É possível penhorar o imóvel residencial da entidade familiar quando ele foi oferecido como garantia hipotecária em favor de dívida assumida por terceiros?
Para responder, é preciso se debruçar sobre a interpretação do art. 3º, V, da Lei n. 8.009/1990, que dispõe sobre a exceção à impenhorabilidade do bem de família nos casos em que o imóvel residencial é oferecido como garantia real, notadamente sob a forma de hipoteca, pelo casal ou pela entidade familiar. Especificamente, examina-se a necessidade de comprovação do benefício à entidade familiar para o afastamento da impenhorabilidade, bem como a distribuição do ônus da prova quando a garantia for prestada em favor de sociedade da qual os proprietários do bem são sócios.
A Lei n. 8.009/1990 confere proteção legal ao imóvel residencial da entidade familiar, tornando-o, via de regra, impenhorável. Essa proteção tem natureza de ordem pública e é instituída automaticamente, ex lege, em razão de sua destinação à moradia do núcleo familiar.
Contudo, o art. 3º da referida norma prevê hipóteses excepcionais em que a impenhorabilidade não subsiste. Dentre elas, o inciso V autoriza a penhora do bem de família quando este tiver sido oferecido em hipoteca pelo casal ou pela entidade familiar, como garantia de dívida assumida.
No julgamento do Tema Repetitivo n. 1.261, o Superior Tribunal de Justiça estabeleceu importante baliza hermenêutica para compatibilizar a eficácia das garantias reais com a proteção constitucional à moradia. Fixou-se que a renúncia à impenhorabilidade decorrente da constituição voluntária da hipoteca somente será válida se demonstrado que a dívida foi contraída em benefício da entidade familiar.
Para tanto, o STJ distribuiu o ônus da prova conforme o seguinte critério: (a) se o imóvel for dado em garantia por um dos sócios de pessoa jurídica, presume-se a impenhorabilidade, incumbindo ao credor provar que a dívida da empresa beneficiou a entidade familiar; (b) se os únicos sócios da pessoa jurídica forem os proprietários do imóvel, presume-se a penhorabilidade, cabendo aos executados demonstrar que a dívida não reverteu em favor do núcleo familiar.

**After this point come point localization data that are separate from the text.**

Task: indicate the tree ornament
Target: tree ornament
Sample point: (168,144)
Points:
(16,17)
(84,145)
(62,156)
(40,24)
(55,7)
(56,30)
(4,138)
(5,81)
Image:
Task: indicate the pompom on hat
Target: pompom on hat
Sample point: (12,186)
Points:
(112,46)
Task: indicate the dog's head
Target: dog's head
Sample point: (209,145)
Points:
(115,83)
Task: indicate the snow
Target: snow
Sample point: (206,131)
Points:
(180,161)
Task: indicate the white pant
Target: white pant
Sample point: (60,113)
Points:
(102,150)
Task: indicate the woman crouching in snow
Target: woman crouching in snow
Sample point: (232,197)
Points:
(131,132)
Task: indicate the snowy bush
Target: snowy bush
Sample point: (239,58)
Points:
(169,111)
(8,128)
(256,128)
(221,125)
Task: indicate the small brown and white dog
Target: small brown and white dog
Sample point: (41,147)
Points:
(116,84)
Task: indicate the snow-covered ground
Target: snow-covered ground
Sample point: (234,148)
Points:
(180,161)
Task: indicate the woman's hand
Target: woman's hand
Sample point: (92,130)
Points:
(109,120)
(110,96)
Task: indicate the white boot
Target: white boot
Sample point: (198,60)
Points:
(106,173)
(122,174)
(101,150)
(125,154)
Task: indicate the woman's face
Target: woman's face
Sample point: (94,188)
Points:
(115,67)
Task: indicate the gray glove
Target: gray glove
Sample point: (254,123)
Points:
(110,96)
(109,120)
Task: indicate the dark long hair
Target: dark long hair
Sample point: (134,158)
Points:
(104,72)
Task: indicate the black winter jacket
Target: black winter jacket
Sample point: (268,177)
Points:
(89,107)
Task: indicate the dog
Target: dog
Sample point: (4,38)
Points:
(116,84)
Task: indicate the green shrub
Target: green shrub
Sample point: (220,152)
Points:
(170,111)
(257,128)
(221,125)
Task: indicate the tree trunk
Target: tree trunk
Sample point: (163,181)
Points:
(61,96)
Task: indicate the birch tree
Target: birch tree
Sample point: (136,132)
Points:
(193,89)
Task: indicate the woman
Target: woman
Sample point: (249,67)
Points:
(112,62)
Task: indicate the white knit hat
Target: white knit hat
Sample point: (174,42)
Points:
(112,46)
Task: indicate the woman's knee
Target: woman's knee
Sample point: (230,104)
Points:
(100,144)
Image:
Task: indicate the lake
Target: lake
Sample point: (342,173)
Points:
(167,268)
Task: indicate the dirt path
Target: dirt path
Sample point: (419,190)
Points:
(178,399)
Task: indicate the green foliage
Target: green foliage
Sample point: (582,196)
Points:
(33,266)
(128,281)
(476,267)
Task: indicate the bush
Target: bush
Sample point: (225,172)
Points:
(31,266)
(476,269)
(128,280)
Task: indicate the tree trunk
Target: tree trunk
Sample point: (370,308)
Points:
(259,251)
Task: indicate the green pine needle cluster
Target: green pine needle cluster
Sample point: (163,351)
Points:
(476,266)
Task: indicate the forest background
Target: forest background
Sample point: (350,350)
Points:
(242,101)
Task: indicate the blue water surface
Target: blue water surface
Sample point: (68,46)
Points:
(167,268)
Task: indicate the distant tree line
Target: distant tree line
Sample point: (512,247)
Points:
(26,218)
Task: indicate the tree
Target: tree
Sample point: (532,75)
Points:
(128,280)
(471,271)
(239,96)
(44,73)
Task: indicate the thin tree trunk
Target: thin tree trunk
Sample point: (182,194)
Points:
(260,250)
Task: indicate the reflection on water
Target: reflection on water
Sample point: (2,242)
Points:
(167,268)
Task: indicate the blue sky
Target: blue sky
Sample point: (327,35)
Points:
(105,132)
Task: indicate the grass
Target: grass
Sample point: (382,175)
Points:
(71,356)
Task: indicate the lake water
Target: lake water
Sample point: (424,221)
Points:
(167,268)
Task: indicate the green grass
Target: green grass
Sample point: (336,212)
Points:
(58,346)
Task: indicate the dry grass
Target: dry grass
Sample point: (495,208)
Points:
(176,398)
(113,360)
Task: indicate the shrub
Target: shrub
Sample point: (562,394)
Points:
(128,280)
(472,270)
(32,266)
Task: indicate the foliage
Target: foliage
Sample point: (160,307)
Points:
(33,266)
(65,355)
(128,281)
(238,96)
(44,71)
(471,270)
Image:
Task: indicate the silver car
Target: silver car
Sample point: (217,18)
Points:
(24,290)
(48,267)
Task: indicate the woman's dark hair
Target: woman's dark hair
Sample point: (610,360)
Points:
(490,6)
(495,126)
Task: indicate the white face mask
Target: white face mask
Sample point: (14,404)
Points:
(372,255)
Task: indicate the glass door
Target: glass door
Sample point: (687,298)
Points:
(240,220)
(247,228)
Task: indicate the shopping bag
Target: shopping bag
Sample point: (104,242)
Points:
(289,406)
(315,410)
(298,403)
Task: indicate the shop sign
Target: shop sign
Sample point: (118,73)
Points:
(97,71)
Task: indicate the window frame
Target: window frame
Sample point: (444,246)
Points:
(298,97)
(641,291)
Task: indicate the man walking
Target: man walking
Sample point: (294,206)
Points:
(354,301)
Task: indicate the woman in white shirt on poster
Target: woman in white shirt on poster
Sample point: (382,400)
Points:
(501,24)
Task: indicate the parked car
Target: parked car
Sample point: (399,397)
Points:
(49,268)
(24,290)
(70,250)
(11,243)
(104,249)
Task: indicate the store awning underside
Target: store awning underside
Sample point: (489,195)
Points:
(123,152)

A Corte também destacou a relevância do princípio da boa-fé objetiva e da vedação ao comportamento contraditório (nemo potest venire contra factum proprium), ao reconhecer que o oferecimento voluntário do imóvel em hipoteca gera legítima expectativa no credor quanto à sua excussão em caso de inadimplemento. Assim, a posterior alegação de impenhorabilidade, sem a devida comprovação de que a obrigação não beneficiou a família, configura atitude contrária à boa-fé.
Portanto, de acordo com o entendimento consolidado no Tema Repetitivo n. 1.261 do STJ, a exceção à impenhorabilidade do bem de família prevista no art. 3º, V, da Lei n. 8.009/1990 deve ser interpretada de forma restritiva, condicionada à demonstração de que a dívida garantida beneficiou a entidade familiar. A distribuição do ônus da prova varia conforme a composição societária da empresa favorecida, impondo ao credor ou ao devedor o dever de demonstrar a existência ou a ausência de proveito familiar, conforme o caso. Tal interpretação assegura a necessária proteção à moradia, sem frustrar a eficácia das garantias reais livremente constituídas, em respeito aos princípios da boa-fé e da segurança jurídica.
TESE:
- I) A exceção à impenhorabilidade do bem de família nos casos de execução de hipoteca sobre o imóvel, oferecido como garantia real pelo casal ou pela entidade familiar, prevista no art. 3º, V, da Lei n. 8.009/1990, restringe-se às hipóteses em que a dívida foi constituída em benefício da entidade familiar;
- II) Em relação ao ônus da prova, a) se o bem for dado em garantia real por um dos sócios de pessoa jurídica, é, em regra, impenhorável, cabendo ao credor o ônus de comprovar que o débito da pessoa jurídica se reverteu em benefício da entidade familiar; e b) caso os únicos sócios da sociedade sejam os titulares do imóvel hipotecado, a regra é da penhorabilidade do bem de família, competindo aos proprietários demonstrar que o débito da pessoa jurídica não se reverteu em benefício da entidade familiar.
REsp 2.093.929-MG, Rel. Ministro Antonio Carlos Ferreira, Segunda Seção, por unanimidade, julgado em 5/6/2025, DJEN 13/6/2025. (Tema 1261).